Ao contrário do que os dados acima parecem indicar, essa ascensão não foi um passeio de um puro-sangue, favorito dos favoritos, na grama seca de um hipódromo, numa tarde ensolarada de verão. Foi uma corrida de steeplechase, um cross-country num inóspito deserto da Namíbia, um duelo de pilotos de Fórmula-1 na pista encharcada de Monte Carlo. Pois o que não faltou nesses 20 anos, que hoje comemoramos, foram vascas e obstáculos.

Um mês após a inauguração da Bolsa, veio o primeiro tranco: Plano Cruzado. Tabelaram os futuros, puseram bridão nos mercados. Com a aplicação da tablita, os futuros longos de ouro ficaram mais baratos do que os curtos, e os curtos mais baratos do que o preço no mercado spot. E, para que a distorção pudesse ser corrigida, tome limite de alta nos “futurões”, dia após dia, semana após semana, os ursos sangrando, os touros preocupados, porque, se os ursos morressem, morreria também o mercado.

No Plano Collor, quatro anos depois, de uma chicotada só, o governo, entre outras coisas, confiscou 80º da poupança interna.

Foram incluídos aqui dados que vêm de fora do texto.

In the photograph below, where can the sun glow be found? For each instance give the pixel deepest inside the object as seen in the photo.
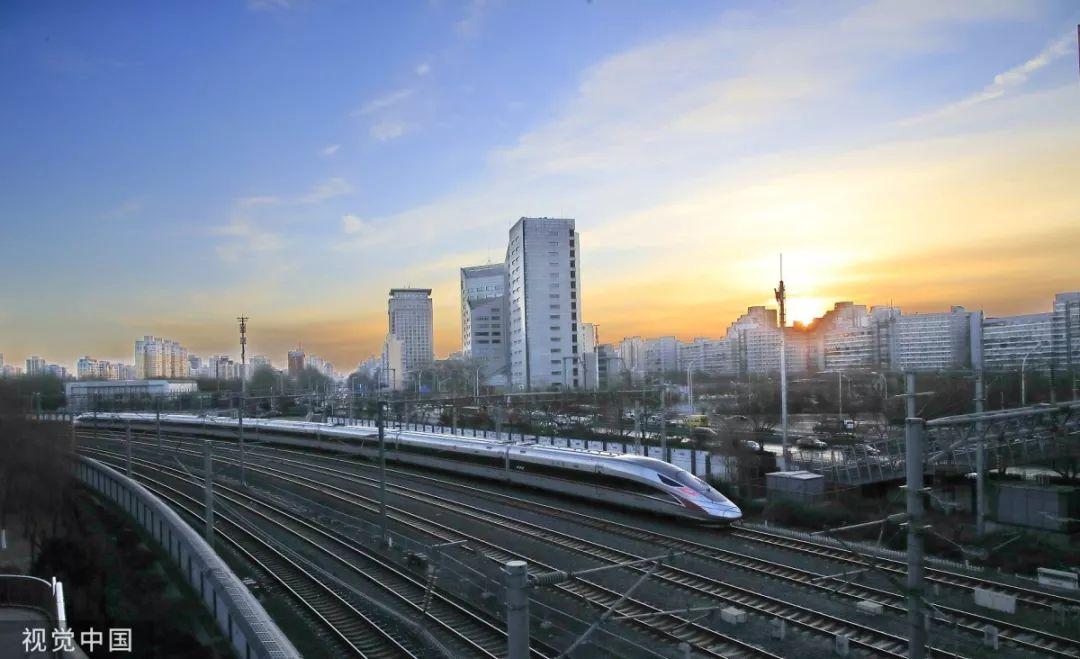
(805, 309)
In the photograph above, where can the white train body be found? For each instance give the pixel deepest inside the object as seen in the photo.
(626, 481)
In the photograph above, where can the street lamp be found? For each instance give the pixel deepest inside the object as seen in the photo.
(1023, 378)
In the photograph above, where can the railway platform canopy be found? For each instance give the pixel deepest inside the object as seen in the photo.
(1009, 438)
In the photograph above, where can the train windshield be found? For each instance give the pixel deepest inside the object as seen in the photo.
(698, 485)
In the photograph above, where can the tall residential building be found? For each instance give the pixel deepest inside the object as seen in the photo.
(484, 318)
(223, 367)
(714, 355)
(937, 341)
(392, 366)
(631, 351)
(1066, 331)
(160, 358)
(609, 370)
(544, 296)
(35, 365)
(409, 313)
(1007, 340)
(295, 362)
(89, 368)
(661, 354)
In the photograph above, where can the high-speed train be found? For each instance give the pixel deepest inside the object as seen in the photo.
(628, 481)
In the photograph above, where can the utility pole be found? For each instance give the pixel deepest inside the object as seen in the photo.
(208, 489)
(243, 394)
(980, 458)
(382, 472)
(663, 425)
(781, 294)
(517, 609)
(127, 462)
(915, 433)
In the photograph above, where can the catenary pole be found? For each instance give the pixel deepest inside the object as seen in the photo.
(781, 294)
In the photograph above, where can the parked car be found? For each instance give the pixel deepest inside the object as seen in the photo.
(812, 443)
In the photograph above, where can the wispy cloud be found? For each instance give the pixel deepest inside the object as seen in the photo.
(125, 209)
(244, 238)
(259, 200)
(1009, 80)
(319, 192)
(269, 5)
(469, 26)
(327, 189)
(387, 130)
(382, 103)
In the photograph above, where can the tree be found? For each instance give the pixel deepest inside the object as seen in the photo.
(264, 380)
(312, 379)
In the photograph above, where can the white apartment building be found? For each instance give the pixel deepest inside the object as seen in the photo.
(485, 318)
(661, 354)
(90, 394)
(35, 365)
(160, 358)
(713, 355)
(90, 368)
(409, 313)
(631, 351)
(1066, 331)
(392, 364)
(544, 300)
(1008, 339)
(937, 341)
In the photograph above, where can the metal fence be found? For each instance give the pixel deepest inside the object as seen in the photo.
(235, 612)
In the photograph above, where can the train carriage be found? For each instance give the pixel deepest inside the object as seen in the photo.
(626, 481)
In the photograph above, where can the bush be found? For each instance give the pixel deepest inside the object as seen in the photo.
(802, 515)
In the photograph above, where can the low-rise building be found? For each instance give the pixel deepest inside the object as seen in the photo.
(106, 394)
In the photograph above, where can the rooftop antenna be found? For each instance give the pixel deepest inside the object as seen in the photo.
(781, 294)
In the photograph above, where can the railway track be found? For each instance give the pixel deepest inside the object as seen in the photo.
(672, 629)
(1025, 596)
(472, 634)
(813, 621)
(339, 623)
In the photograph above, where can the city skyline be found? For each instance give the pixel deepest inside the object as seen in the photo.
(950, 186)
(761, 313)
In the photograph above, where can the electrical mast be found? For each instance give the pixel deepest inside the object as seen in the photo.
(782, 299)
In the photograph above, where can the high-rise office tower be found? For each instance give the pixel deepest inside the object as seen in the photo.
(484, 317)
(410, 320)
(157, 358)
(544, 300)
(296, 359)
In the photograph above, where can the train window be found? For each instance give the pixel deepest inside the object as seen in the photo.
(667, 481)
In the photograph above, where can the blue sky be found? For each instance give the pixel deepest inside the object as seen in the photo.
(170, 165)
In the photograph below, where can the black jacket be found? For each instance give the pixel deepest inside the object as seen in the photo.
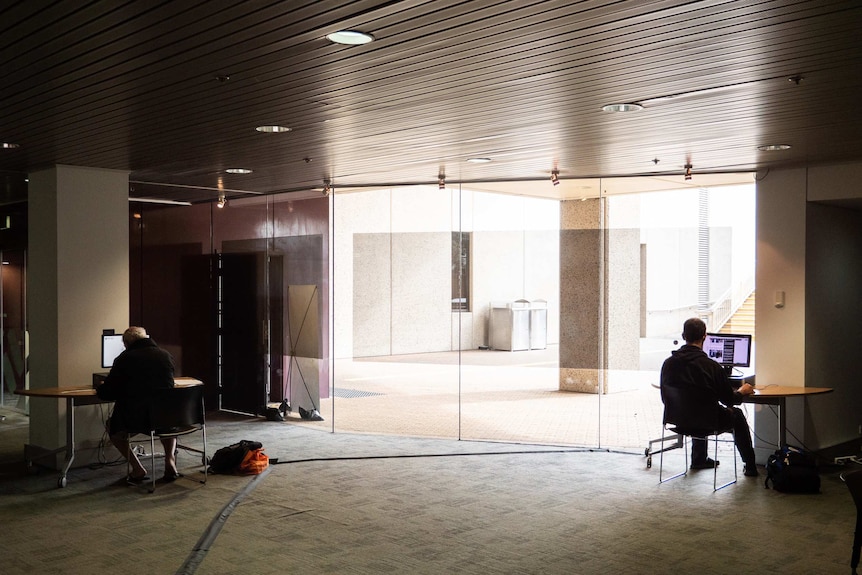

A BM&F acusou o golpe, mas suportou-o.

Mas, como se os episódios anteriores não bastassem, as duas maiores provas do steeplechase ainda estavam por vir. Entre julho e outubro de 1997, a crise asiática reduziu drasticamente o fluxo de capitais para os países emergentes. Foi a época dos  chamados ataques especulativos às moedas. Em 1999, a vítima foi o real. A blitzkrieg foi tão forte que obrigou o governo a mudar, no espaço de poucos dias, sua política de âncora cambial, que vigorava havia cinco anos. De repente, só havia touros no pregão. Todos haviam corrido para o mesmo lado da barca, que ameaçava adernar. Ameaçou, mas resistiu.

Às 08h47 da manhã de terça-feira 11 de setembro de 2001, ao ser lançado contra a Torre Norte do World Trade Center, o vôo 11 da American Airlines deu início a um cataclismo nos mercados mundiais. Mas, aí, a BMF já era uma instituição vacinada pelos cenários hostis que atravessara até então.

Se hoje a aniversariante tem uma sólida reputação internacional, isso não aconteceu a despeito dos obstáculos que enfrentou nesses 20 anos. Aconteceu “por causa deles”.

O prestígio da New York Stock Exchange, por exemplo, se deve muito mais ao fato de ter sobrevivido aos crashes de 1929 (que pôs fim ao zeitgeist dos anos 1920) e 1987 (no qual, em apenas um dia, o índice Dow Jones perdeu um terço de seu valor) e aos atentados do 11 de setembro, sem contar centenas de crises menores, do que aos grandes bull markets que protagonizou. Não fosse a tentativa de córner no mercado de prata, à qual a COMEX, de Nova York, foi submetida, na virada da década de 1970 para a de 1980, aquela bolsa de futuros não teria a credibilidade da qual dispõe hoje.

Hemingway escreveu que os homens, tal como as espadas, são forjados na guerra. Com as bolsas e demais instituições financeiras pode-se dizer a mesma coisa. São forjadas nas crises, nas debacles, nos momentos de incerteza. Só aí, são postas à prova.

Se analisarmos a estirpe dos traders brasileiros, veremos que, tal como os heróis de Hemingway, nossos operadores aprenderam em meio às batalhas. E que batalhas. Aqui, como talvez em nenhum lugar no mundo, touros e ursos operaram futuros com inflação de 80% ao mês, negociaram índices, taxas de juro e câmbio em meio a choques (ortodoxos e heterodoxos) congelamentos, maxidesvalorizações, tablitas, etc, etc.

À tenacidade desses profissionais, a BMF deve esses vinte anos de sucesso. E com ela irá contar nos próximos vinte.

Por Ivan Sant’Anna

Comentário Scalper Trader:

“Como o próprio texto nos relembra, crises vão e vem ao longo dos anos, seja por histeria financeira, seja por subprime ou até mesmo por crise política. Passam-se os anos e os operadores de mercado variável estão sempre preparados para as crises, pois elas geram inúmeras oportunidades de ganhar dinheiro. Mais importante do que estar preparado é saber que temos um local de trabalho estável, seguro/ confiável, que tem muitos anos de experiência e muita história pra contar.”